- Official poster
- Directed by: Roman Polanski
- Written by: Roman Polanski Ronald Harwood
- Produced by: Hi! Production R.P. Productions
- Starring: Helena Bonham Carter Ben Kingsley
- Cinematography: Eduardo Serra
- Edited by: Hervé de Luze
- Music by: Alexandre Desplat
- Distributed by: Prada
- Release date: 22 May 2012;
- Running time: 4 minutes
- Country: France
- Language: English

= A Therapy =

A Therapy is a 2012 comedy short film created by Prada to promote their brand. The short was written and directed by Roman Polanski and stars Ben Kingsley and Helena Bonham Carter.

==Premise==
A female patient walks into a therapist's office, dressed head to toe in Prada design. She lies down on the couch and begins to talk about her problems, completely unaware of the therapist's growing obsession with her fur coat.

==Cast==
- Ben Kingsley as Therapist
- Helena Bonham Carter as Patient

==Reception==
The short was shown at the Cannes Film Festival and received strong applause and praise from the audience there, as part of the Cannes Classic section. The short film was later released on Prada's official website.

==Filming==
The short was filmed in Paris, France and director Roman Polanski had the following to say about the experience:
"A game, a thought, that through friendship and mutual respect has become true.
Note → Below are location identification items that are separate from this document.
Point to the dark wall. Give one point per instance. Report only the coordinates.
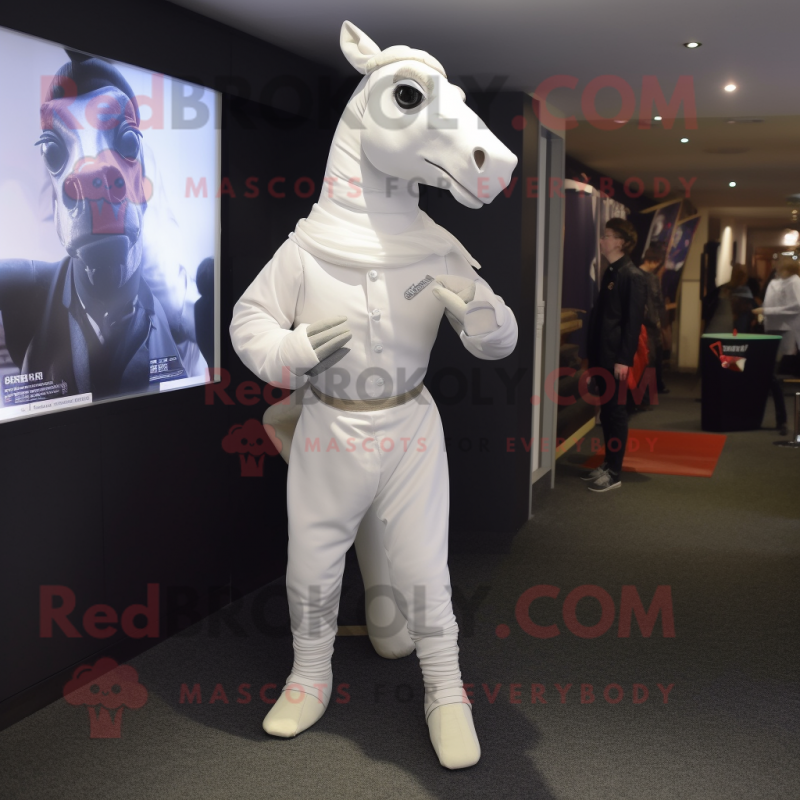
(107, 499)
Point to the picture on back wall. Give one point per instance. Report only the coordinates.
(109, 229)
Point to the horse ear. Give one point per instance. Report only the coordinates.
(357, 47)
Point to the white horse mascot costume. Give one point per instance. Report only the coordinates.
(362, 435)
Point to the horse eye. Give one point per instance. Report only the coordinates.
(128, 145)
(55, 155)
(407, 96)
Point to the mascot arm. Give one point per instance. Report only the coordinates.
(261, 328)
(485, 324)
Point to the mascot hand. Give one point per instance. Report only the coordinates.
(327, 337)
(476, 317)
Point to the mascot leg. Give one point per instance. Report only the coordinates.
(386, 624)
(413, 500)
(329, 490)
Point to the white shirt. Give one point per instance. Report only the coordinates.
(391, 312)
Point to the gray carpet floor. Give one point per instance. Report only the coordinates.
(727, 546)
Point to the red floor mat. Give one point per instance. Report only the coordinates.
(669, 453)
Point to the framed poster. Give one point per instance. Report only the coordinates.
(109, 229)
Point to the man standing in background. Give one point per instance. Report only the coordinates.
(614, 326)
(655, 314)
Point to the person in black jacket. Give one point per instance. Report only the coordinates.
(614, 327)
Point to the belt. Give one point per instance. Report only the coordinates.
(372, 404)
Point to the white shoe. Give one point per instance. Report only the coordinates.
(596, 473)
(453, 735)
(300, 705)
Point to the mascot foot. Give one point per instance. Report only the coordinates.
(453, 736)
(298, 707)
(398, 646)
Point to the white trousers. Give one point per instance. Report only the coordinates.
(392, 464)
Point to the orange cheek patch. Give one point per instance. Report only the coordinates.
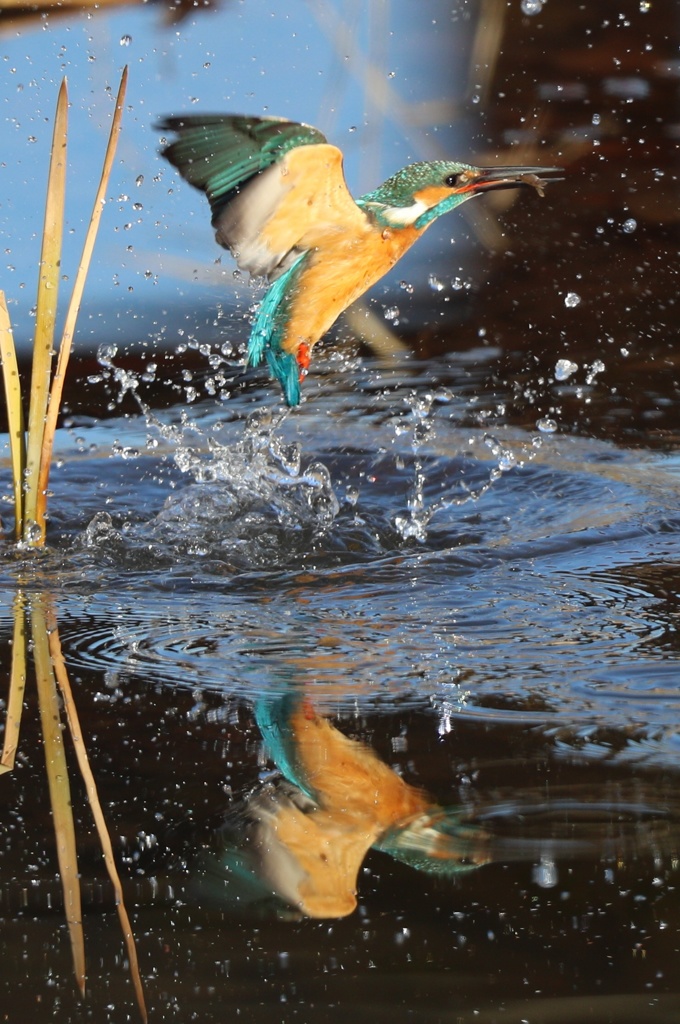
(435, 194)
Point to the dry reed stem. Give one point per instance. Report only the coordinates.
(12, 385)
(97, 813)
(59, 790)
(75, 303)
(48, 285)
(16, 688)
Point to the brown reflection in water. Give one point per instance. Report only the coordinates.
(15, 12)
(55, 701)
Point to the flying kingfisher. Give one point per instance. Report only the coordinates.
(281, 204)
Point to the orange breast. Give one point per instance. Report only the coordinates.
(341, 267)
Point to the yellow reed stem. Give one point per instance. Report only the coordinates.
(16, 688)
(75, 303)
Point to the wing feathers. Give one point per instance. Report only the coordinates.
(275, 187)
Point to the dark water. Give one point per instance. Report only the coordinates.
(464, 565)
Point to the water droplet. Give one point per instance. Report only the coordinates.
(532, 6)
(105, 353)
(545, 873)
(564, 369)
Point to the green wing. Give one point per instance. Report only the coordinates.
(220, 154)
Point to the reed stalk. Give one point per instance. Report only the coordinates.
(12, 385)
(16, 688)
(32, 446)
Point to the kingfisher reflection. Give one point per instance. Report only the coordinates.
(298, 842)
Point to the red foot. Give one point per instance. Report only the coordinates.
(303, 357)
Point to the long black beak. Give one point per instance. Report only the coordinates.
(494, 178)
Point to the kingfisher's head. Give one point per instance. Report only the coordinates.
(420, 193)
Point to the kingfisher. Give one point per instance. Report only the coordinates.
(281, 204)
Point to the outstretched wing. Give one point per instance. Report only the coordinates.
(274, 186)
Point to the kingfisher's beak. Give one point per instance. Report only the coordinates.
(495, 178)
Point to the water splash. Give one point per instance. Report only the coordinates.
(251, 503)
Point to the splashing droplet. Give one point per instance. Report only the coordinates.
(564, 369)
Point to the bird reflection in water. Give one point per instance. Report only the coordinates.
(298, 843)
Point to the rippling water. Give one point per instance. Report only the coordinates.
(486, 612)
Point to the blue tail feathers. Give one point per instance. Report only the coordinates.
(269, 328)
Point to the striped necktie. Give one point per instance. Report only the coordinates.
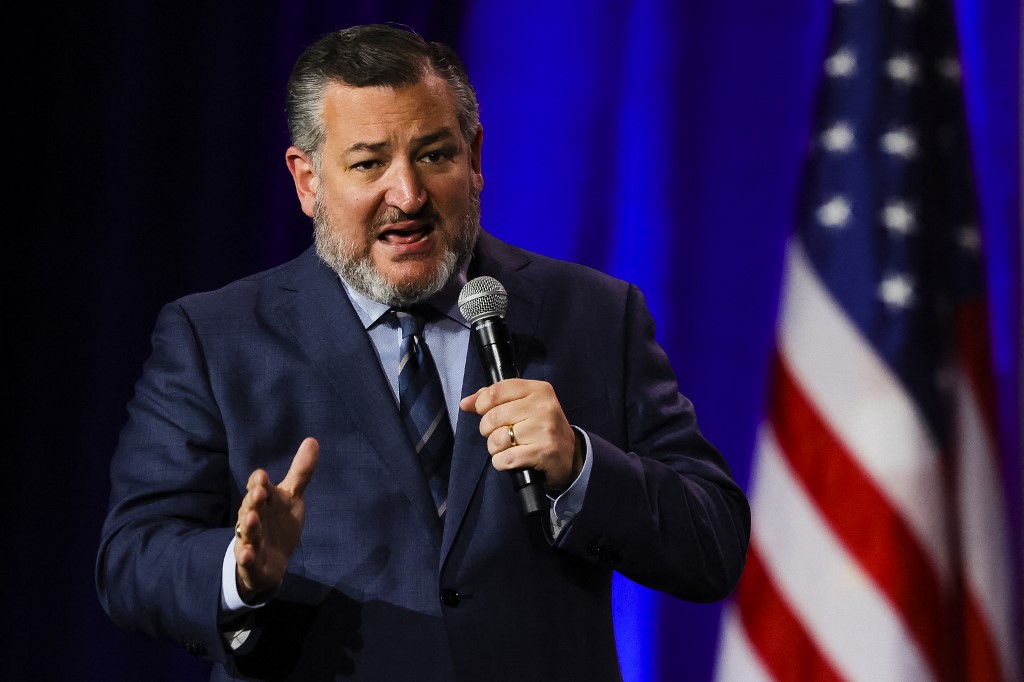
(423, 407)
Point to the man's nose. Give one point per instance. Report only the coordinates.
(404, 188)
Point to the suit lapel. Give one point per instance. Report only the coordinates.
(325, 325)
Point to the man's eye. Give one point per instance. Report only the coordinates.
(436, 157)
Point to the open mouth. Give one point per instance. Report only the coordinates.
(407, 232)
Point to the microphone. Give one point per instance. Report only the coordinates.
(483, 302)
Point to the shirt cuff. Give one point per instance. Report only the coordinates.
(230, 601)
(567, 505)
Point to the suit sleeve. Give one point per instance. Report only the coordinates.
(660, 507)
(162, 546)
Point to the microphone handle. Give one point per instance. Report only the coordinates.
(495, 346)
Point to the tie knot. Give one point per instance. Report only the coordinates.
(411, 320)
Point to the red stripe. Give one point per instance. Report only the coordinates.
(974, 355)
(781, 642)
(861, 518)
(982, 659)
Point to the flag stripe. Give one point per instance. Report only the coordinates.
(880, 541)
(859, 631)
(867, 409)
(782, 643)
(868, 526)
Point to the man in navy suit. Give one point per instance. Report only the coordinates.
(333, 560)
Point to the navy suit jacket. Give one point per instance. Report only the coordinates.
(376, 590)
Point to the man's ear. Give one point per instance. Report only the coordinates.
(474, 158)
(306, 181)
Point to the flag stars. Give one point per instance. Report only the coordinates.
(842, 64)
(900, 142)
(835, 213)
(949, 69)
(897, 217)
(969, 239)
(839, 137)
(902, 69)
(896, 291)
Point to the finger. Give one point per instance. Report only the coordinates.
(500, 393)
(302, 467)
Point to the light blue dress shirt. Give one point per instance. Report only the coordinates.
(449, 338)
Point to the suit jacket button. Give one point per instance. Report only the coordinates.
(196, 648)
(450, 597)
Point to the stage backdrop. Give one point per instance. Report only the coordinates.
(658, 140)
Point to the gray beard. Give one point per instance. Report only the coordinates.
(351, 260)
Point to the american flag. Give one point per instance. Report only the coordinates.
(881, 547)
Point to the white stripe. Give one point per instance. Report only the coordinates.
(737, 659)
(854, 626)
(403, 360)
(864, 403)
(984, 528)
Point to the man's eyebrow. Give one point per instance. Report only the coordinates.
(442, 134)
(422, 140)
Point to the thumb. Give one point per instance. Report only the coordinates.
(302, 467)
(468, 403)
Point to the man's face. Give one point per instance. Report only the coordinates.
(396, 206)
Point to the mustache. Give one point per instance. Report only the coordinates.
(393, 214)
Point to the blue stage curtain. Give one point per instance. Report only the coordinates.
(658, 140)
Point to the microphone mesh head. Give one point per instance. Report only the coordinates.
(482, 297)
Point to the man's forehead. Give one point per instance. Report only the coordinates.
(376, 114)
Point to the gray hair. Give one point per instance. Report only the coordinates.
(369, 55)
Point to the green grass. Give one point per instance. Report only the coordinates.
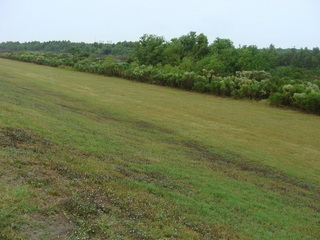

When I was asked to shoot a short movie for Prada, I did not think that I could really be myself, but the reality is that in the total freedom I was given, I had the opportunity to reunite my favorite group of people on set and just have fun.

The chance to dwell on what the fashion world represents nowadays and the fact that it is accompanied by so many stereotypes is fascinating and at the same time a bit upsetting, but you definitely can not ignore it.

It's very refreshing to know that there are still places open to irony and wit and, for sure, Prada is one of them."